David und sein guter Hirte - eine Geschichte rund um Psalm 23

Müde gähnt David. Es ist noch früh am Morgen. Gerade erst geht die Sonne auf.  Neben ihm liegt sein Hirtenhund und schaut ihn an.

Die ersten Schafe blöken. David steht langsam auf. Seine Schafe und er haben die Nacht in einer geschützten Schlucht geschlafen.

Vorne am Eingang hat er einen provisorischen Schutzwall aus dornigen Ästen gebaut. Dieser soll die wilden Tiere abhalten.

David schaut ihn sich genauer an - der Schutzwall ist noch da. Und alle Schafe auch. Gott sei Dank!

Hier draußen gibt es wilde Tiere – Löwen und Bären. Gott hat ihn und seine Herde auch heute Nacht wieder gut behütet.

David steht auf, und packt seine Sachen in seinen Beutel. Seine Decke, sein Essen und seine Harfe – er hat hier draußen tatsächlich so ein Musikinstrument.

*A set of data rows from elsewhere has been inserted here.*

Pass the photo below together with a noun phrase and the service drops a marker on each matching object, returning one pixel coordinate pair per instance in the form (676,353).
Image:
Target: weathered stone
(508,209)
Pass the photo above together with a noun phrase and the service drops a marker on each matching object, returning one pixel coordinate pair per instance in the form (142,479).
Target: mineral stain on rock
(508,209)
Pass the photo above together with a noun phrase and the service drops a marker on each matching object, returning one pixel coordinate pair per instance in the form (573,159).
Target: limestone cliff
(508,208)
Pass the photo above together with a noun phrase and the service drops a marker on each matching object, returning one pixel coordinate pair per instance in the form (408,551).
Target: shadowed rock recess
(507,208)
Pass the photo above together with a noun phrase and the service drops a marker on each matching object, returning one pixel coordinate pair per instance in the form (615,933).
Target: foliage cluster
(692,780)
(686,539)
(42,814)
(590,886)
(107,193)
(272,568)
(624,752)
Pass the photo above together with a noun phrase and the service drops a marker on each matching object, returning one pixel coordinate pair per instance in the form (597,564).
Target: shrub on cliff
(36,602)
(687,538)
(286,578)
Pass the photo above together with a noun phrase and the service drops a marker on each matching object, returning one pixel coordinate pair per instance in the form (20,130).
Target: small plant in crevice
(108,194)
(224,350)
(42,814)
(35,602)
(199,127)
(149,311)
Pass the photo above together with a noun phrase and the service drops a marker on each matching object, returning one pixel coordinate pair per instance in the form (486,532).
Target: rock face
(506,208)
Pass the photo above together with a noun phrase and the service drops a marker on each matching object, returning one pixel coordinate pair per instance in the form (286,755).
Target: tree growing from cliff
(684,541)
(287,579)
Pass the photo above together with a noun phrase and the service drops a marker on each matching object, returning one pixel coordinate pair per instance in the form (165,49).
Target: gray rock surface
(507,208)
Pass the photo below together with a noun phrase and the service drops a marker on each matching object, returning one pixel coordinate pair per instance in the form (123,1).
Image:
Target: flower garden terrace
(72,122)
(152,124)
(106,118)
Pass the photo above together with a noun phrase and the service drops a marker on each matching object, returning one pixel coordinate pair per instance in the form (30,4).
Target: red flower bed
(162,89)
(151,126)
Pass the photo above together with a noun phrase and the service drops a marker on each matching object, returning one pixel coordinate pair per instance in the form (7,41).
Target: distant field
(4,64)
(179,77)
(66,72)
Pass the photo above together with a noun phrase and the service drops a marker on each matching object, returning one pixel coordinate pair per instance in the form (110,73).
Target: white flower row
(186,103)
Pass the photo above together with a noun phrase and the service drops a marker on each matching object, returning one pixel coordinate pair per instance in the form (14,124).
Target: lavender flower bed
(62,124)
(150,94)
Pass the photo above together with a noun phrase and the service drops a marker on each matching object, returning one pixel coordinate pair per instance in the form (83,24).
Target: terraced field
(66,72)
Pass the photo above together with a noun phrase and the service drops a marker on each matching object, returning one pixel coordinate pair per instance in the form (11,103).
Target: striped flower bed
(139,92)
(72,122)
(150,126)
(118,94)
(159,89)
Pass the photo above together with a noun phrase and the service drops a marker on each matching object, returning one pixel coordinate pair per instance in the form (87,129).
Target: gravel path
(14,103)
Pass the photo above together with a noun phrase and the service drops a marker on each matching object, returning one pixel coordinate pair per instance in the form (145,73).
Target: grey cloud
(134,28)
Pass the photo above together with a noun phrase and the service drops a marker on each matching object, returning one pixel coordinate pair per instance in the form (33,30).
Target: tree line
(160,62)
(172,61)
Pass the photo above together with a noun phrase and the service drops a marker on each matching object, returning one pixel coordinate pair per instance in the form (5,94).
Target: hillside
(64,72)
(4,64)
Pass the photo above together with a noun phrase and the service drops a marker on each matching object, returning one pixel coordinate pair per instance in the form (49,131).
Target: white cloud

Dann kümmert er sich um seine Schafe – das sind gar nicht wenige. David öffnet das Gatter. Die Schafe und Ziegen blöken jetzt noch lauter.

David lässt ein Schaf nach dem anderen aus dem Gatter. Dabei streicht jedes über den Kopf und sagt zu jedem seinen Namen. „Komm, Johann, wir gehen jetzt gleich zur Quelle, dann gibt’s erst mal was zu trinken.“ sagt er zu einem. 

Während so nach und nach alle Schafe aus dem Gehege kommen, schaut David immer wieder nach, was seine Herde draußen macht. Alle sammeln sich um Johann. Er scheint der Leithammel zu sein. Schließlich sind alle Schafe draußen, und das Gatter in der Felsenschlucht leer. David schließt das Tor und klettert mit seiner Herde den steinigen Weg in ein Tal hinab. Von weitem hört man schon das Plätschern des Wassers. Und tatsächlich, nach einigen Metern sieht man einen kleinen See, der in einen Bach mündet. Dorthin bringt er seine Schafe. Dabei passt er auf, dass keines verloren geht. Sein Hund umrundet die Schafe und passt mit auf.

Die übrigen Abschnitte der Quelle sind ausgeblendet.